The branches of many hardwoods may be seriously damaged in winter storms. Improper removal of ice or snow from the tree or shrub can increase damage.

Heavy snow should be removed gently before it freezes to limbs and branches.

Removing ice that is encasing branches can cause additional damage and should not be attempted. Instead, allow ice to melt off naturally.

Salt Damage

There are many products used for deicing pavements, and some can cause damage to trees, shrubs, and other landscape planting.

Sodium chloride, known as rock salt, is an effective ice melter, but can be quite damaging to landscape plants.

Magnesium chloride is less harmful to plants and is still an effective ice melter. It can cause damage to concrete.

Potassium chloride causes less damage than rock salt, but may not be as effective for melting ice at lower temperatures. It causes less damage to concrete than magnesium chloride.

Calcium chloride does less harm to landscape plants and works well at lower temperatures.

Calcium magnesium acetate is a safer option for use around landscape plants. It often comes with a higher cost and does not melt ice at very low temperatures.

With any of these products, it is important to avoid overapplication.

Symptoms of Salt Damage

Symptoms of salt damage appear in spring and include browning of evergreens, leaf scorch, branch dieback, and dead areas in turf.

Branches and twigs can be damaged by salt spray caused by vehicles driving on treated roadways.

Physical barriers of burlap or tarp may reduce salt spray from roads. These materials should be used as barriers between the plants and the roadway. They should not be used to wrap the plants.

Roots can be damaged from salt remaining in the soil. Salt will leach through well-drained soils, but damage can be extensive in poorly drained soils. Thorough watering of the area may help leach the salt out.

Choose salt-tolerant species for sites where salt stress may be a problem.

Girdling by Animals

Mice, rabbits, and other animals often damage young trees in the winter by feeding on the bark and girdling the trees.

Damage occurs most commonly when there is prolonged, heavy snow cover and food is scarce.

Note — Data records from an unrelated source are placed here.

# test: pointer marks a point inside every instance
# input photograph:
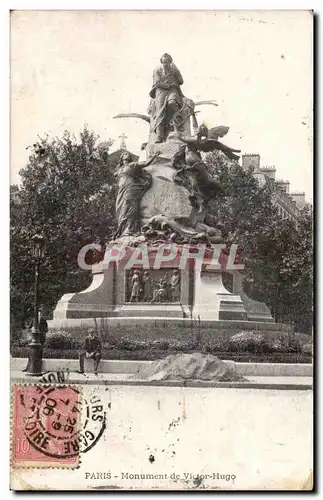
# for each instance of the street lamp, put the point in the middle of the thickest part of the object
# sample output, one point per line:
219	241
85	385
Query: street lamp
34	366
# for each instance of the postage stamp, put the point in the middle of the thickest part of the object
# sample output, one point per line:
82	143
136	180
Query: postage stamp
53	425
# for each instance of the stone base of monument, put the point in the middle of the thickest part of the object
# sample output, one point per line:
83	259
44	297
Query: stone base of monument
199	295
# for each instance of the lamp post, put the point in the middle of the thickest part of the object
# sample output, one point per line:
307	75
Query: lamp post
34	366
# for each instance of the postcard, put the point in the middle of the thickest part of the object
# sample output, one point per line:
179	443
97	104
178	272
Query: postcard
161	232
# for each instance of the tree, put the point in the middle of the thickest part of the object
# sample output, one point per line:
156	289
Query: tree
61	197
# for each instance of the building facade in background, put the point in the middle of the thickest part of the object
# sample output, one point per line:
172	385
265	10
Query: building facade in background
289	204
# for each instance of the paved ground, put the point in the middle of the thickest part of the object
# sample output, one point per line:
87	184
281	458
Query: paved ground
254	439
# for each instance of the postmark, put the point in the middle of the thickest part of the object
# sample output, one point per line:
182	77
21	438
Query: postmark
46	425
53	425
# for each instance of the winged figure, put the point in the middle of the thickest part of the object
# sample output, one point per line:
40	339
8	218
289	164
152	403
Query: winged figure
207	140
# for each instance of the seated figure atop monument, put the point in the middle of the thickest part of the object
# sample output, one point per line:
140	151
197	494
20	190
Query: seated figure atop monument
167	97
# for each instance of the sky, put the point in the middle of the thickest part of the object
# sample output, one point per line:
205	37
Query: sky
69	68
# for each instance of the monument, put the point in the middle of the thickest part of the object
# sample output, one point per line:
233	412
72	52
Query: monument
161	210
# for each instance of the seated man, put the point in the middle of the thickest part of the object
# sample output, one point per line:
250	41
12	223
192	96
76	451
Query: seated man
91	350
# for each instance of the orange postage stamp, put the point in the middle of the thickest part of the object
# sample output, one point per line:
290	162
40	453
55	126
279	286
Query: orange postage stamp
45	426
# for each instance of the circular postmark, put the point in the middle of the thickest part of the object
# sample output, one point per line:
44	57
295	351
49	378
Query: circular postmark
60	424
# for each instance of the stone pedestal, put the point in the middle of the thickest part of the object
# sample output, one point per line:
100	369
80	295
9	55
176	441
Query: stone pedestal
213	301
201	293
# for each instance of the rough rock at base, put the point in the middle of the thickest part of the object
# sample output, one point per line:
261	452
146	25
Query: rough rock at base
194	366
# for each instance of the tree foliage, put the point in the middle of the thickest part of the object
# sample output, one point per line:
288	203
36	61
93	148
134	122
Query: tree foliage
62	198
278	252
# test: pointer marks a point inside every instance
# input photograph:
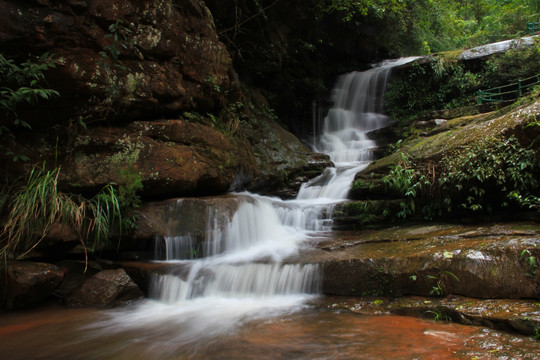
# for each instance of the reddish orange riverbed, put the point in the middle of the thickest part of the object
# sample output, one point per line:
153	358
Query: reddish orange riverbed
313	333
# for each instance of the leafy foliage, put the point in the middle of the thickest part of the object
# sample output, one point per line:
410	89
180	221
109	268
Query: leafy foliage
34	209
21	84
488	174
405	181
481	178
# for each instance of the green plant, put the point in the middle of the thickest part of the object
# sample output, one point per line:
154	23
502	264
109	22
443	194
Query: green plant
129	184
35	208
405	180
527	257
438	315
212	82
439	289
488	174
21	84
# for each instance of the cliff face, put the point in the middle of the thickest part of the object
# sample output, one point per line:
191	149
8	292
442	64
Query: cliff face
146	88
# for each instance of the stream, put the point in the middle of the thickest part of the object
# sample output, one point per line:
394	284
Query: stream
234	292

Rabbits feed on the bark above the snow, while mice feed near the ground level. Mouse damage is usually more severe when the trees are surrounded by heavy grass, weed cover, or heavy mulch, so it is helpful to pull mulch away from trunks and branches.

The most effective deterrent to girdling by mice or rabbits is to wrap the trunk and low branches of young trees with screen wire or hardware cloth from below the ground line to high enough above the possible snow line to prevent rabbits from reaching the trunk or branches.

To help control mouse damage, maintain an area free of grass or weeds for a 1- to 2-foot radius around the base of the tree.

Various chemicals are available to repel mice and rabbits, but are often not reliable in wet weather.

For more information on animal damage refer to Animal Damage.

Minimizing Winter Injury

Winter injury can be difficult to manage successfully, but several measures can help minimize the effects of winter injury:

  • When purchasing new plants, select hardy species and cultivars.
  • Avoid late-summer fertilization or pruning, which might stimulate new growth that may not have time to acclimate for winter.
  • Water trees and shrubs, especially evergreens, during dry periods, until the ground freezes.
  • Use mulch to conserve soil moisture and insulate the roots from cold temperatures.
  • Protect evergreens from wind and salt spray with burlap screens. Use burlap as a screen only. Do not wrap trees.
  • Apply anti-desiccant to evergreens starting in late fall, following label instructions.